Scientific classification
- Kingdom: Animalia
- Phylum: Chordata
- Class: Amphibia
- Order: Anura
- Family: Ranidae
- Genus: Humerana
- Species: H. oatesii
- Binomial name: Humerana oatesii (Boulenger, 1892)
- Synonyms: Rana Oatesii Boulenger, 1892 ; Hylarana oatesii (Boulenger, 1892) ;

= Humerana oatesii =

- Authority: (Boulenger, 1892)
- Conservation status: DD

Species of frog

Humerana oatesii is a species of frog in the family Ranidae. It is endemic to Burma. This species is only known from type series collected from "near Toungoo" in the Pegu Range. The specific name oatesii honours Eugene W. Oates, English civil servant and naturalist who collected the type series. However, the common name Toungoo frog has been proposed for it.

==Description==
The type series consists of two males and two females. The males measure 63–80 mm and the females 50–78 mm in snout–vent length. The head is longer than it is wide and strongly dorsoventrally compressed.

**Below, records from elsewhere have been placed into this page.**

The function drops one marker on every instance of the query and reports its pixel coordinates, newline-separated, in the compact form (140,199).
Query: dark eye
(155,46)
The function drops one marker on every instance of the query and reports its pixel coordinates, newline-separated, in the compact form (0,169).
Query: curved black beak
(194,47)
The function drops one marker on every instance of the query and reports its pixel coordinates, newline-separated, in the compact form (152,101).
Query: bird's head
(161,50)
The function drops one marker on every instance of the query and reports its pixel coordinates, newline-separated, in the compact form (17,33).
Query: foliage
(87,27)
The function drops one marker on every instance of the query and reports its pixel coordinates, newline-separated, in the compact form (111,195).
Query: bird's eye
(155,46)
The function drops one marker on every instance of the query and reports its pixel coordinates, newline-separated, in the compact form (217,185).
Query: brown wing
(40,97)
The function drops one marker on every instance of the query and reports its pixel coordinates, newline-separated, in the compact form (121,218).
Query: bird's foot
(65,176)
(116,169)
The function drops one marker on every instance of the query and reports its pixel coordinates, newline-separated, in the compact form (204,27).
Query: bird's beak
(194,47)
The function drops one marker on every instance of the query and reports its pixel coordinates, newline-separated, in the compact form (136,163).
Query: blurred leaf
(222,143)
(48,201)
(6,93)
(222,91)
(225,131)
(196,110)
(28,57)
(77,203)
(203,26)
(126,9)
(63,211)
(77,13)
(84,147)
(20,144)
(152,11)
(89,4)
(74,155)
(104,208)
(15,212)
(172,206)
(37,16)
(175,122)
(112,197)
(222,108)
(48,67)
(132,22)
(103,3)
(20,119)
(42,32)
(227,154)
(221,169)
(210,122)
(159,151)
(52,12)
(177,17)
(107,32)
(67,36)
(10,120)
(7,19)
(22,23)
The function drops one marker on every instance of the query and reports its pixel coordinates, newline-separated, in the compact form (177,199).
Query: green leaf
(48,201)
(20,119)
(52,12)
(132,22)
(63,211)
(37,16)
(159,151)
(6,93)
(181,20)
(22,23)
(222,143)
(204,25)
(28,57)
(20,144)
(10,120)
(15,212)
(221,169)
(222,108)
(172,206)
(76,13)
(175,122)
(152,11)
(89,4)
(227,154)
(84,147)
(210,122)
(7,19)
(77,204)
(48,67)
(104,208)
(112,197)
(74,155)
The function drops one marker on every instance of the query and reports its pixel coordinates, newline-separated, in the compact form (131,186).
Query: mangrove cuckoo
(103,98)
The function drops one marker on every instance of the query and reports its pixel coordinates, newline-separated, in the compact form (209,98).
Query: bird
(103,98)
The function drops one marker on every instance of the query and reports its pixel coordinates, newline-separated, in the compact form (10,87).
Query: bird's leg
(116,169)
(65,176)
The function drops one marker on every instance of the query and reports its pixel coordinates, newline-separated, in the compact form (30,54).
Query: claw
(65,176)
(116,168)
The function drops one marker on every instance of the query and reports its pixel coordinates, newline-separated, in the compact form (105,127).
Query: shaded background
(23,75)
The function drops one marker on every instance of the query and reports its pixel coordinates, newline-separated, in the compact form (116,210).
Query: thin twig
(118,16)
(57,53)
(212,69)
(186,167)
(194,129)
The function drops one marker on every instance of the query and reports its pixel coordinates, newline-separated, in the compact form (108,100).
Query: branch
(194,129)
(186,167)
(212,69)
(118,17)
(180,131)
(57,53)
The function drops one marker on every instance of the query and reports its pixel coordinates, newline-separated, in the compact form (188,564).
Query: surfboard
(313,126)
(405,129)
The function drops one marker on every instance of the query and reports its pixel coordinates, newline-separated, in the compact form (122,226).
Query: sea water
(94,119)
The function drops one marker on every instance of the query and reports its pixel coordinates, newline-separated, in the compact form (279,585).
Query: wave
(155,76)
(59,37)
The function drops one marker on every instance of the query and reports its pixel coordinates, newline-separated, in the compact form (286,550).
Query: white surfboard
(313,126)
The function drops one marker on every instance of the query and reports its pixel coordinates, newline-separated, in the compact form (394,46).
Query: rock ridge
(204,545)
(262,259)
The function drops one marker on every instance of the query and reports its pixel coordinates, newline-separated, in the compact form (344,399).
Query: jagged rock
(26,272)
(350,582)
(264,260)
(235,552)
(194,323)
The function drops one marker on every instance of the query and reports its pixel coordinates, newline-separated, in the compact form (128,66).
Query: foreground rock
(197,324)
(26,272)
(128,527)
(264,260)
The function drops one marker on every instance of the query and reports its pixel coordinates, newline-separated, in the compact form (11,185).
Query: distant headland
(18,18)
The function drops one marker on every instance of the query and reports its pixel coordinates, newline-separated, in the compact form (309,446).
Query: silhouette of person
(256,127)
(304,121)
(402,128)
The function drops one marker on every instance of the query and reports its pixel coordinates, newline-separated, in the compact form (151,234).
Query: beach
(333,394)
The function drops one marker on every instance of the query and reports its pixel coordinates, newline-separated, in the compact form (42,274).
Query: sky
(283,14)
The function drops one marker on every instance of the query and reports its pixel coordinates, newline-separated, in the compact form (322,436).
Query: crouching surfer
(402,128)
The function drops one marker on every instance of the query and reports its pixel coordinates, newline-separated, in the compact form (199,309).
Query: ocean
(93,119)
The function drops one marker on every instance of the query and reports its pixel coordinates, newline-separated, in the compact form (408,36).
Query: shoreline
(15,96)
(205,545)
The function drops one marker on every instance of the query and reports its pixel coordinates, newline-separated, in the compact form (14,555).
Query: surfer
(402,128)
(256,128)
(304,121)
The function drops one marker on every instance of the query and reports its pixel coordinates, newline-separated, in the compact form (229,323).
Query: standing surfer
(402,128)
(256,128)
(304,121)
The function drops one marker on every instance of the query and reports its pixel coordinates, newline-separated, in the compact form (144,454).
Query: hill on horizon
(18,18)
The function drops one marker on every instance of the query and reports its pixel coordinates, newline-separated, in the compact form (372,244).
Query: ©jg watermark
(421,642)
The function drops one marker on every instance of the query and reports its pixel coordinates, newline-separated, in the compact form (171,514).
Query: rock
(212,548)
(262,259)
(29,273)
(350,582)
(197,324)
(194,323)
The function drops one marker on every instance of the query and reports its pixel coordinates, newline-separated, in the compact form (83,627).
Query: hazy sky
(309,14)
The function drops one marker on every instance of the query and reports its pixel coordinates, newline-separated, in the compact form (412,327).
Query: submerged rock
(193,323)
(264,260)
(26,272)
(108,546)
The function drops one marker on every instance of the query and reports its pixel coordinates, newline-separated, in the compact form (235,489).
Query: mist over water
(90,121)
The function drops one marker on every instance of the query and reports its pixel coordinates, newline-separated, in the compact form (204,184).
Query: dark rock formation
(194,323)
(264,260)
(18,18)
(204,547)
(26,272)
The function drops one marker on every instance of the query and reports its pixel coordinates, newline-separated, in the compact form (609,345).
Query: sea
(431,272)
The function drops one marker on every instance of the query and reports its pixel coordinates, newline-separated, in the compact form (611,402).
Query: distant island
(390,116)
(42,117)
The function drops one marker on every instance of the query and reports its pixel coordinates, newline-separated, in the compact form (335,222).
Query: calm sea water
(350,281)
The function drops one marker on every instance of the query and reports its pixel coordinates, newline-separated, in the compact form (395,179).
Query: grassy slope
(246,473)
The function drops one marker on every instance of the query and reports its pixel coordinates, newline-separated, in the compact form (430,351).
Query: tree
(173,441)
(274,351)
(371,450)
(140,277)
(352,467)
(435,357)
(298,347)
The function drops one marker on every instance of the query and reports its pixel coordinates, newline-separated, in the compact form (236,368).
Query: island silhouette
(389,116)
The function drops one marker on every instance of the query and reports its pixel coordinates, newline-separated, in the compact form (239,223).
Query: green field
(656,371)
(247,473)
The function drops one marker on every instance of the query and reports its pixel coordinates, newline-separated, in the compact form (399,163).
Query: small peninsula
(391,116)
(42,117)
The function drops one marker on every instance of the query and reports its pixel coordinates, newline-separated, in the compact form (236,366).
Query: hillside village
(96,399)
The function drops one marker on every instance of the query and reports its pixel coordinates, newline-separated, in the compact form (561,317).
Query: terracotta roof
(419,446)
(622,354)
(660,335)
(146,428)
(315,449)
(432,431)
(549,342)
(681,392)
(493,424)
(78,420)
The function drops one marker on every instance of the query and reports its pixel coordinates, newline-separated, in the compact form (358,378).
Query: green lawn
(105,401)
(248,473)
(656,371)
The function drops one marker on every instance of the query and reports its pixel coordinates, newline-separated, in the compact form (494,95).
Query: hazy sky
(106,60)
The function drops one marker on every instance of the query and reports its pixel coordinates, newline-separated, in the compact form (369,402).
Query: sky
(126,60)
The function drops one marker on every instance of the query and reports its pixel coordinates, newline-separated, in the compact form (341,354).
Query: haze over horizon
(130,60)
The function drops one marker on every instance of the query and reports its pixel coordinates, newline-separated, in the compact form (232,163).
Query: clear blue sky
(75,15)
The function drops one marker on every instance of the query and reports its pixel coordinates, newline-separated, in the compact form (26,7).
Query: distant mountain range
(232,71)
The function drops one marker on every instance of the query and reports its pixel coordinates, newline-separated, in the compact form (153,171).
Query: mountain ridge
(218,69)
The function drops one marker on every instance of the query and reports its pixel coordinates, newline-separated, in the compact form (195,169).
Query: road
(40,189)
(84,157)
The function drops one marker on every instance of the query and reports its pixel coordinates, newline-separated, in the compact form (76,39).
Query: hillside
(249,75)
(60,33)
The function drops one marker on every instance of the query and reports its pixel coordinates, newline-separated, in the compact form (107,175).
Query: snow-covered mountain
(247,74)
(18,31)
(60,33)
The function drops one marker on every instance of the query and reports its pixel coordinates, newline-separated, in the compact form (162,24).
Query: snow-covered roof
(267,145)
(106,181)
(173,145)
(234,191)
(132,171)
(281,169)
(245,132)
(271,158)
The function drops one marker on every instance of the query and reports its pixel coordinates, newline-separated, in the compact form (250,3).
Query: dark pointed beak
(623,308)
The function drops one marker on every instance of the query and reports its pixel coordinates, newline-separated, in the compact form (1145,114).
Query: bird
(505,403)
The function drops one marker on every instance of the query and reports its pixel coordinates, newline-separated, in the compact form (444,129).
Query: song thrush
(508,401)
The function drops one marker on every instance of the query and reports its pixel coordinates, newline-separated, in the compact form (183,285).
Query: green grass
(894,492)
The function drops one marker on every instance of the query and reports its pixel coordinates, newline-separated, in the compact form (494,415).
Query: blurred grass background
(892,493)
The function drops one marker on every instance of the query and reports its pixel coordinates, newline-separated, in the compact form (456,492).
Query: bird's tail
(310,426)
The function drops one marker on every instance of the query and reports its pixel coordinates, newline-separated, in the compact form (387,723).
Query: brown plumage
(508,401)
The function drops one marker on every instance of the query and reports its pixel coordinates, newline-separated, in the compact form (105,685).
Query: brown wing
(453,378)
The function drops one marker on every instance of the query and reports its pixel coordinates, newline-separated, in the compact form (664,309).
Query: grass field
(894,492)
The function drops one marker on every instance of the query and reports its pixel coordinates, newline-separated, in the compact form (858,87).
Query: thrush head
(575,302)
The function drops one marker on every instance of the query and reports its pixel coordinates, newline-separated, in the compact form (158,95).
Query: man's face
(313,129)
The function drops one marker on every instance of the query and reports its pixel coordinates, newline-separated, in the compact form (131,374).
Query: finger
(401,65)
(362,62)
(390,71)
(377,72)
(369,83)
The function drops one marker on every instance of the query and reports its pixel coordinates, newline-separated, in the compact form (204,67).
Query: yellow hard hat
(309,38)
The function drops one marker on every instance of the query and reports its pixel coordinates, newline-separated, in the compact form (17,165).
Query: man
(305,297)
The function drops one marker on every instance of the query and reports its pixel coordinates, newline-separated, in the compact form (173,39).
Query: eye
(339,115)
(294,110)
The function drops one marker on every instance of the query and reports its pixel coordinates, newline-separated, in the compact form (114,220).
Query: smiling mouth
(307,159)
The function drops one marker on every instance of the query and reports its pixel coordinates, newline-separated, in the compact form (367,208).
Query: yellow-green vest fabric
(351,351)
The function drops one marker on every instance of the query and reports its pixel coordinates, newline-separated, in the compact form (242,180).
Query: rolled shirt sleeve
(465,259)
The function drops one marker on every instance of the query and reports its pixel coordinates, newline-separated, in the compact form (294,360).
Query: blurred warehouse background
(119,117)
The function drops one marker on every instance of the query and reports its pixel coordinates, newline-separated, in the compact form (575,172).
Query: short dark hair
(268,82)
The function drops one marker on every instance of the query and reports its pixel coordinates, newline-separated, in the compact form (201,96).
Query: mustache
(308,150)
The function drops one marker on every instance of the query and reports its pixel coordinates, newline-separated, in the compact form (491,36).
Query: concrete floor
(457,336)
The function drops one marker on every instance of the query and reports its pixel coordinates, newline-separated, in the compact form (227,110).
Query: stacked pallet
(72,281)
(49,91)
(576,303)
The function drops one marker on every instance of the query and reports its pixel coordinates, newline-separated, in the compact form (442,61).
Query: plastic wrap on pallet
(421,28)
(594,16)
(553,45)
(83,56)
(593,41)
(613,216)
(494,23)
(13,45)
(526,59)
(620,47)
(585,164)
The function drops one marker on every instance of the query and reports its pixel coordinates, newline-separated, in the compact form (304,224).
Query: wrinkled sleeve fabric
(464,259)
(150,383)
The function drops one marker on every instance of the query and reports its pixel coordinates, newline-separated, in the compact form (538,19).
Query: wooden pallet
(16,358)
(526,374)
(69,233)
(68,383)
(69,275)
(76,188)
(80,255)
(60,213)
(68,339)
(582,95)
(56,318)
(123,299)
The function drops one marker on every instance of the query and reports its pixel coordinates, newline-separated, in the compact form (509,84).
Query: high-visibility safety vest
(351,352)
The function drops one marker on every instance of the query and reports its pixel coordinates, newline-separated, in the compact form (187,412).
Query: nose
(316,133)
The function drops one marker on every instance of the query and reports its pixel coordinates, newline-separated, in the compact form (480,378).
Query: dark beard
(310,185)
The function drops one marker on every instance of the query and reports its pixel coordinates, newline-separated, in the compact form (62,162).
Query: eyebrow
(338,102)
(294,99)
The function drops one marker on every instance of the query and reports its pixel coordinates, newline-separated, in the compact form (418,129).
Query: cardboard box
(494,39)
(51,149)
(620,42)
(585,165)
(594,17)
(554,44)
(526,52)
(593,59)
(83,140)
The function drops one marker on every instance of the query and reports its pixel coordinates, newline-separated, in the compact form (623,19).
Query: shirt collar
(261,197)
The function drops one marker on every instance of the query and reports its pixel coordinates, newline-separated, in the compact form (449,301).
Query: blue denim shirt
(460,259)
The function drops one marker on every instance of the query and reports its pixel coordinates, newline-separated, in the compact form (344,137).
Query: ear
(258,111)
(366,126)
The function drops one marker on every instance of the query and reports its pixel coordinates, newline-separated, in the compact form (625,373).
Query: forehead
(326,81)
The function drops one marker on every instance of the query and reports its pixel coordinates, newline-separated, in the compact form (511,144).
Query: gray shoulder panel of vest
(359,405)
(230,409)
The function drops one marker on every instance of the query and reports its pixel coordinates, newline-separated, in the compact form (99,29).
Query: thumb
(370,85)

The snout is pointed and long. The tympanum is very distinct. The fingers are long with poorly developed discs. The toes have very small discs and almost full webbing. Skin is dorsally finely granulate. A prominent dorsolater fold runs from the tympanum to the hip. Dorsal colouration is black (uniform or marbled with pale brown) with five whitish lengthwise streaks. The lower parts are white, possibly spotted with brown. Males have large paired vocal sacs.

==Habitat and conservation==
The specific habitat requirements of this species are unknown, but the larvae are presumed to be aquatic. Despite surveys at the type locality, there are no records of this species after the collection of the type series. The main threats to it are extensive wildfires and logging in the Pegu Range.